短期講習で受けたプロダクトデザインの授業
1月の終わりに一週間、プロダクトデザインの短期講習を受講していた。元々、プロダクトデザインができるようになりたくて、ちょくちょくスケッチはしていたのだが、ちゃんとプロから教えてもらえるということで参加してみた。

授業としては、線や楕円の書き方から、ペンタブの使い方、写真を参考にして基準の線を決める方法、構図の決め方、色の決め方など非常に盛り沢山で大満足だったのだが、一番衝撃を受けたのは、最初の授業だった。
世界観から決める
プロダクトデザインの授業なのだから、最初は簡単な図形の書き方を学ぶのかなと思ったのだが違った。まず世界観から決めてみようというのである。最初聞いた時はよくわからなかった。その授業では5日間かけてデザインの仕方を学び、最後のアウトプットとして架空の水筒をデザインしてストーリーボードを作り、提出する必要があった。よって、その架空の水筒がどんな世界観に基づいているのか資料を集めるというところからスタートした。世界観というのはなんでもよく、スポーツだったり楽器だったり化粧品だったり自分の好きな世界観で良い。それらの世界から象徴的な形や色を取り出して、水筒をデザインしてみようというのである。
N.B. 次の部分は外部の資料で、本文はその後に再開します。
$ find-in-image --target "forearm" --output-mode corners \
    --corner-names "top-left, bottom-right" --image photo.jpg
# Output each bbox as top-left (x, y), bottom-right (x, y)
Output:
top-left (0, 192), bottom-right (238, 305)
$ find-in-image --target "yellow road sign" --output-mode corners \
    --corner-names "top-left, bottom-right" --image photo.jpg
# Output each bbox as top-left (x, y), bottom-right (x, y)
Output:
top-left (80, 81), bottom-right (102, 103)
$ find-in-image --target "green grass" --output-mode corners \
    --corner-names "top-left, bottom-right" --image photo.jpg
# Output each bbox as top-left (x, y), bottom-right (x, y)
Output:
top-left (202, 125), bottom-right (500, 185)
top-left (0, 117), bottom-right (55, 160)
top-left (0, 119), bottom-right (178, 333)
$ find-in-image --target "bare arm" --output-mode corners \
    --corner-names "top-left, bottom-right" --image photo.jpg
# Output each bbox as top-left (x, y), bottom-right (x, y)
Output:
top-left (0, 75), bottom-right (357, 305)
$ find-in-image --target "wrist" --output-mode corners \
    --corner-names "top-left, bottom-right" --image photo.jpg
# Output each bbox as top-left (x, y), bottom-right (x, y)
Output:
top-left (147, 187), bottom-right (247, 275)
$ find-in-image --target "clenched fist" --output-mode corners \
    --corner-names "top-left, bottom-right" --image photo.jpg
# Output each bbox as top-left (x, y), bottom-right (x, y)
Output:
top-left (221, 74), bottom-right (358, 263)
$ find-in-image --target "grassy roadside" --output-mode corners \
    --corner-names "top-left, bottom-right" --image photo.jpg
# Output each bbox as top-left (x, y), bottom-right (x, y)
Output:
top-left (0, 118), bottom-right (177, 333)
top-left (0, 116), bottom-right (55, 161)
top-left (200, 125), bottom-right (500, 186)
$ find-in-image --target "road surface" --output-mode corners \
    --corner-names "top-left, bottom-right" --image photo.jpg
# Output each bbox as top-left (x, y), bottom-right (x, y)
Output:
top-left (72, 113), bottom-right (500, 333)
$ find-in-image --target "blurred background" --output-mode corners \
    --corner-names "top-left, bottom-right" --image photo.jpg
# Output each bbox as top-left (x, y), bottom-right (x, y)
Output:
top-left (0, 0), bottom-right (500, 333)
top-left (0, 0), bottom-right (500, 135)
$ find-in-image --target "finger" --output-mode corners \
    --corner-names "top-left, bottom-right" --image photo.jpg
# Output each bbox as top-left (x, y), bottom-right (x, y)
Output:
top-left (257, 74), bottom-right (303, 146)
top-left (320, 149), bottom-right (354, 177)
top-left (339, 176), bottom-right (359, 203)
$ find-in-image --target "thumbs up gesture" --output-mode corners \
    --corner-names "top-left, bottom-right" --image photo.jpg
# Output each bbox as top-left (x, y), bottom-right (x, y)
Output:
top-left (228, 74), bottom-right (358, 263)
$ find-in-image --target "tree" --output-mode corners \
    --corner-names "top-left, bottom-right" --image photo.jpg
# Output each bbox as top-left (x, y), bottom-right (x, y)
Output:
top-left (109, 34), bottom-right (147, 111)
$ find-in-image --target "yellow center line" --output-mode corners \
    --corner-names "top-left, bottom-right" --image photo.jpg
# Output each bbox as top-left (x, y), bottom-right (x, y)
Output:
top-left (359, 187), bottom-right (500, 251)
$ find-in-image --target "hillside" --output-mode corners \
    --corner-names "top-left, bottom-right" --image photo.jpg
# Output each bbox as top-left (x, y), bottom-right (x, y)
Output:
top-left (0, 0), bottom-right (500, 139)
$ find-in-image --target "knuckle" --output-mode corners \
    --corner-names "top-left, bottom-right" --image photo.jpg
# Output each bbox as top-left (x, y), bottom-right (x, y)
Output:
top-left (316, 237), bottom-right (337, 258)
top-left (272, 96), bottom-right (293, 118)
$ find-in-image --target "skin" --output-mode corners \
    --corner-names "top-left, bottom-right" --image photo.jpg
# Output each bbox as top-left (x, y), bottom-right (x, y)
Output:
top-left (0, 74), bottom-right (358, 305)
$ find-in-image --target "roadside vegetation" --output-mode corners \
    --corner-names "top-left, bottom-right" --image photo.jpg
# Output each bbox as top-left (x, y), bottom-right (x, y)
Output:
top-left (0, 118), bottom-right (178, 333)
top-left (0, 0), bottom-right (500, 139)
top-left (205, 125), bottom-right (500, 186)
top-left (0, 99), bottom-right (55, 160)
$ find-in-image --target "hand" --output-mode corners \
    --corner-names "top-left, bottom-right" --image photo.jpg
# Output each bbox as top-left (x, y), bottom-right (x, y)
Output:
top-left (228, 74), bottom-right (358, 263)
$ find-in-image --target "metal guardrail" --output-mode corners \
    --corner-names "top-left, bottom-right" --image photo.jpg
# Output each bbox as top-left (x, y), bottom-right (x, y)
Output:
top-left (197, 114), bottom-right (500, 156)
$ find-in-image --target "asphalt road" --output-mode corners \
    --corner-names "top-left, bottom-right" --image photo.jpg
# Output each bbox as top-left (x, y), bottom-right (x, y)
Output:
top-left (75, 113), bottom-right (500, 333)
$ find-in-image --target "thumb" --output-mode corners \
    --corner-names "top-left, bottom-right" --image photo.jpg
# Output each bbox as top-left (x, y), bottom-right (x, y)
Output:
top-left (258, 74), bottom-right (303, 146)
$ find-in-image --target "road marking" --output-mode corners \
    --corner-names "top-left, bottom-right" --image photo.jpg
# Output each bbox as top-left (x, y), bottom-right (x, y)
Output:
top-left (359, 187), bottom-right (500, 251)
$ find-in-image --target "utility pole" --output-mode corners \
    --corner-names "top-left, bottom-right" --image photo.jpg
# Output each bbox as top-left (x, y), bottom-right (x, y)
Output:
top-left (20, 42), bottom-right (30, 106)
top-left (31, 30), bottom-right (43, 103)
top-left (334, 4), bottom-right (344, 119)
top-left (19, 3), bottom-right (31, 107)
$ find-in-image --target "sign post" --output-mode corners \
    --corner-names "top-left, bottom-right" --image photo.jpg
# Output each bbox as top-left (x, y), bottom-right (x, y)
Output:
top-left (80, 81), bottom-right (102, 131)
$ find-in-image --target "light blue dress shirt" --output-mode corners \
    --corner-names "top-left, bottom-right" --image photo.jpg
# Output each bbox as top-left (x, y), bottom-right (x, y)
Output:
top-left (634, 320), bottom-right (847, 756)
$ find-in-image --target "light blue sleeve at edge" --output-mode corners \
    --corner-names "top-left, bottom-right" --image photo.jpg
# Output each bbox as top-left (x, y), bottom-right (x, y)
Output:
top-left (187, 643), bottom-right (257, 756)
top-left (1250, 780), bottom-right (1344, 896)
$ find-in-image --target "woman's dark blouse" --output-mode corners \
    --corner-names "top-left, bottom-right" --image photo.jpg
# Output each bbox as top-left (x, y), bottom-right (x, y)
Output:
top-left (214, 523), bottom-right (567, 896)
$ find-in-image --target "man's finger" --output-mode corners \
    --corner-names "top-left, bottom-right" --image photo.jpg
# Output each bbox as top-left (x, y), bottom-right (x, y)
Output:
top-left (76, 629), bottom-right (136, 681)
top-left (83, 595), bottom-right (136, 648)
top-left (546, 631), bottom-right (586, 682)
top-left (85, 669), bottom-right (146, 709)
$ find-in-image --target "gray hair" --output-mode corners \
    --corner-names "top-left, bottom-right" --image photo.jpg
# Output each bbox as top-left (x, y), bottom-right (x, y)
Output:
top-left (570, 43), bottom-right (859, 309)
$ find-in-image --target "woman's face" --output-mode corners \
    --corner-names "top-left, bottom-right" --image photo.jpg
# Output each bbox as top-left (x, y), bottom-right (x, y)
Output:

私はSFやサイバーパンクが好きなので、小説1984年のようなディストピア世界で政府が水を管理していたら・・・という世界観を設定し、参考資料を集めた。

最終的に完成した架空の水筒のデザインが以下である。

機能から決めないことがエンジニアの自分からすると衝撃だった
私はエンジニアなので、何かを作る時、どんな機能が必要か?どんな問題を解決するものか?ということからスタートしてモノを作る。それが当たり前だと思っていたので、「世界観から決める」というモノづくりの仕方が結構衝撃だった。しかし、一旦考え始めると、ディストピア世界の水って政府が管理してるんじゃね?汚染した水を浄化する技術を政府が独占してるんじゃね・・・?などなど色んなアイデアが浮かんできて、非常に考えるのが楽しくなった。もちろん私の水筒に関してはフィクションなので、これを作ることはないわけだが、実用性や「その機能がある必然性」から解放されるとこんなに自由な発想が生まれるんだなぁと感じた。逆に私の発想が、実用性や、必然性にどれだけ今まで縛られていたのかということも感じた。フランスで有名なプロダクトと言えば化粧品だが、化粧品はまさにこういう世界観から出発したデザインが必要そうである。私が好きなゲーミングデバイスももちろん実用性が大事だが、かっこよく光るとかかっこいいデザインであるというような世界観に基づく発想も必要である。(ドイツだったらもう少し実用性を重んじる気もしており、これも国の特色なのかもしれん)考えてみれば当たり前のようだが今までの考え方が少し広がる体験だった。